Queries execution time vs records size

5 Conclusions

5.1 Research Conclusions

The large response times of SQL queries in relational databases affects not only the users, but also other applications that may run on the same computer or the network itself hosting the relevant database. The Bloom filter, capacity wise, is an effective solution and it has been used in numerous applications in the past, especially when immediate control of an object membership was required.
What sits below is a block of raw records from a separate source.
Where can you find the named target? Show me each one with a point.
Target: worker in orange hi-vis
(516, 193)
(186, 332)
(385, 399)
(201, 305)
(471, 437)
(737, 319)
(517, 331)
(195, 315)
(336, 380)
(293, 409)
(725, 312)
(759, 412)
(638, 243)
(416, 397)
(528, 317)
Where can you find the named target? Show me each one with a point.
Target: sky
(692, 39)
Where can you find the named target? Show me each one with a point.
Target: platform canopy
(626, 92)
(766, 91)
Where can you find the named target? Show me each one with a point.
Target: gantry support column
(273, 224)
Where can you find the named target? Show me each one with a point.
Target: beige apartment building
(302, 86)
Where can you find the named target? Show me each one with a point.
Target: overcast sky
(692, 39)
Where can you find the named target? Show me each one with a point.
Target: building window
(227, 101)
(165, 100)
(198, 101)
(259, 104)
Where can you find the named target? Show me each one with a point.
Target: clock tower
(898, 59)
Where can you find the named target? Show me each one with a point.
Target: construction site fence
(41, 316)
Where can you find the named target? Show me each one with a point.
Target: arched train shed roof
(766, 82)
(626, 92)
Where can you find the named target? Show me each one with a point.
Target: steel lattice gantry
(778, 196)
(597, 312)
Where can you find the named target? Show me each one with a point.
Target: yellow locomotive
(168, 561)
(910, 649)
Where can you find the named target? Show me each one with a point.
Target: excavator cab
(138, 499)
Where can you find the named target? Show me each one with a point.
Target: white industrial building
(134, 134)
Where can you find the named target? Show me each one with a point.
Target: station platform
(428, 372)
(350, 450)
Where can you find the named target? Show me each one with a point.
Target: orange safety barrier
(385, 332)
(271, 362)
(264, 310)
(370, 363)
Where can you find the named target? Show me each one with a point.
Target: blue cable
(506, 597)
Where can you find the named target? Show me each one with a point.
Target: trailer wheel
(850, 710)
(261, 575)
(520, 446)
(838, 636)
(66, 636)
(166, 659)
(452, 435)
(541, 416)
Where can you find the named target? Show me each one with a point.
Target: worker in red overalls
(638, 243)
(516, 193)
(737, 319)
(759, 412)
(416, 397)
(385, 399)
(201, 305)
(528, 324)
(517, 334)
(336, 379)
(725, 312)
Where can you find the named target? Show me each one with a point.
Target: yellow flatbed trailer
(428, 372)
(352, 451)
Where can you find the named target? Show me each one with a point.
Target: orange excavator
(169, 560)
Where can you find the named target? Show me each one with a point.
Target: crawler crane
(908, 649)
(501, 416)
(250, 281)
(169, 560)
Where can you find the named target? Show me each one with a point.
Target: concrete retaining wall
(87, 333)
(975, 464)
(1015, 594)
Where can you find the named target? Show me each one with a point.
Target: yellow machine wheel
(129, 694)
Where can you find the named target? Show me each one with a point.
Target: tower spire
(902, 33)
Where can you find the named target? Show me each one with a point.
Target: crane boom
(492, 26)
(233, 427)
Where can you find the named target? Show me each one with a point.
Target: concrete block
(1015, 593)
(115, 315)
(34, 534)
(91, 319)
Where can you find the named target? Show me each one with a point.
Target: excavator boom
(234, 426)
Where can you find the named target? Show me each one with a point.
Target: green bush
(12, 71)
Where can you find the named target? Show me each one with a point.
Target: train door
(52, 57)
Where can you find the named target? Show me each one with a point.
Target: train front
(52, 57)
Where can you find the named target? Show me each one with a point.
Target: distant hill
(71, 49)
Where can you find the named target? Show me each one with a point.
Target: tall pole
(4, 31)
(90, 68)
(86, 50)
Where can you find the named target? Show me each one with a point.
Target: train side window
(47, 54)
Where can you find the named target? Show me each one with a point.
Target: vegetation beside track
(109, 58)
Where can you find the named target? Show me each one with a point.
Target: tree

The relevant experiments suggest that the inclusion of Bloom filter structure in an SQL Server database (with large number of records - 10, 000, 000 records) that may increase its data access performance. The optimization of query execution time to a database, using Bloom structure, allows users to quickly extract the needed information and increase the efficiency of relevant database. The Bloom structure in a relational database acts as a filter that removes from the join, membership or existence control queries the need to access-process records that do not meet the criteria of relevant questions. The potential profit from this restriction involved in accessing-searching records through an SQL query highly depends on the false positive records that the control of the Bloom filter returns. This relative number is limited as the length of the binary values of Bloom filter is increased.

In this topic, an acceptable speed execution as well as balanced storage requirements, according to the requirements of each database instance and the user requirements, which concern the access speed of the relevant database, should be chosen. Especially, in cases like a database containing historical data records with no probability of further record updates, the adoption of Bloom filter for faster access among numerous relevant tables can be considered a solution that could lead to increased efficiency.

As it can be seen from the execution times of SQL queries (Tables 1, 2 and Fig. 3), the benefit of the, in advance, restriction of records involved in an SQL query is greater than including all records of data tables and indexes used for direct access to them. It should be noted that as the experimental measurements show, the application of Bloom filter structure in a database deserves to be selected only when the number of entries in the relevant tables are very large. Consequently, the use of Bloom filter may have the opposite effect, i.e. increase the query runtime.

5.2 Research Constraints

In the evaluation of the Bloom filter, we did not take into account possible delays caused by maintenance and regular updates of the Bloom filter structure during the record updates in the relevant tables. These possible delays could be caused in the execution of other SQL queries as well. Although all experiments were performed on the same machine, the ones with Bloom filter that were performed at different times, may have been affected (in performance) by possible processes running in the background. These relevant deviations do not directly affect the performance comparison among the same queries with or without the use of Bloom filter, but mostly between different SQL commands used.

5.3 Future Extensions

A promising and useful step would be to investigate the applicability of Bloom filters in other relational database management systems (like Oracle, SysBase, MySQL) with the aim of generalizing previous conclusions drawn from experimentation on the SQL Server relational database management system. Also, a possible review of the actual performance of database operations with millions of records used to store application data, will allow more reliable conclusions about the use of Bloom filter structure in relational databases. Thus possible delays of the system during the application operation can be taken into account.